The substantial impact of hearing loss on communication, speech and language development has been well-described [11]. Hearing loss is associated with poor educational attainment, reduced employment opportunities and poverty [12,13,14]. There is also a growing body of evidence linking hearing loss to the development of depression, dementia and other mental health conditions among adults [15,16,17]. Hearing loss is also linked with poor quality of life [18]. This evidence provides an important rationale for efforts to ensure timely access to affordable services of high quality. The Sustainable Development Goals (SDGs) are a set of goals and targets developed and agreed upon by the United Nations in 2015. A central component of the health-specific goal is Universal Health Coverage (UHC), which aims to “ensure all people have access to needed health services including prevention, promotion, treatment, rehabilitation, and palliation, of sufficient quality to be effective whilst also ensuring that those who use the services are not exposed to financial hardship”. Thus, given the substantial number of people with hearing loss, without good access to ear and hearing services, UHC will not be achieved. Evidence suggests that the current level of access to hearing specific services is inadequate in LMICs [19, 20]. A recent systematic review of access to rehabilitation for people with disabilities found that coverage of assistive devices for people with hearing loss was unacceptably low across LMICs where data existed, ranging from 0 to 24% at the population-level [21].

Previous research has described the difficulties with conducting all-age population-based surveys of hearing loss, which includes high cost equipment, lack of human resources, large sample sizes required and lack of global attention [3, 22, 23]. The field of visual impairment and blindness has substantially more prevalence data (> 300 surveys) which has been made possible through rapid assessment protocols such as the Rapid Assessment of Avoidable Blindness (RAAB). In order to facilitate increased data collection on hearing loss, an equivalent protocol – the Rapid Assessment of Hearing Loss (RAHL) has been developed. This survey methodology uses a standardised sampling procedure, simplified examination protocol, and focusses on people aged 50 + [23]. This methodology is lower cost than a full all-age epidemiological survey, through the smaller required sample size (prevalence in those aged 50+ is higher), and lower cost equipment. The aim of the RAHL surveys are to estimate the prevalence of hearing loss, probable causes, and current level of service coverage in order to inform locally-appropriate service planning.
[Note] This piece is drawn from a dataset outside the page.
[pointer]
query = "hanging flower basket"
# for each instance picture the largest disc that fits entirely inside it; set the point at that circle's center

The RAHL methodology has been piloted in Malawi to refine elements of the protocol including the cluster size, and the questionnaires. This paper reports the first field-test of the RAHL methodology among adults age 50+ in Gao’an district, China.

The main purposes of this study were:

  1. 1)

    To report on the feasibility of conducting the RAHL survey

  2. 2)

    To estimate the prevalence and causes of hearing loss amongst people aged 50+ in the population of Gao’an, China.


Development of RAHL methodology

The RAHL methodology has been developed through an iterative process. Firstly, we conducted a secondary data analysis of previous all-age population-based surveys conducted in India [24] and Cameroon [25]. This analysis found that the majority (> 70%) of hearing loss was experienced by people aged 50+, and the distribution of causes in this age group were representative of the total population [23]. Secondly, a review of the literature was conducted to determine the most appropriate clinical tools to use in a survey of older people to assess hearing levels and assign causes. This drew on the previously developed WHO protocol for conducting all-age population-based surveys of hearing loss [26]. Thirdly, a questionnaire, including a clinical assessment protocol was developed through a literature review and expert consultation. This included the development of an algorithm for assigning causes related to the outer and middle ear. Then, a pilot study of the survey protocol was undertaken in Malawi to determine the appropriate cluster size, and whether the data collection protocol needed adaptations. Finally, a clinic-based diagnostic accuracy study was undertaken in Malawi to determine whether non-specialist health workers, instead of highly skilled professionals, could undertake the hearing test and ear examination [27]. The next section gives an overview of the developed methodology.

Study design

The RAHL is a population-based cross-sectional household survey. The target population is people aged 50 + .

Sample size and sampling

The sample size is calculated based on the expected prevalence of moderate or greater hearing loss in people aged 50+, desired confidence of 95%, 20% precision around the estimate, a design effect (DEFF) of 1.5 (conservative estimate based on data from India and Cameroon), and response rate of 90% [23].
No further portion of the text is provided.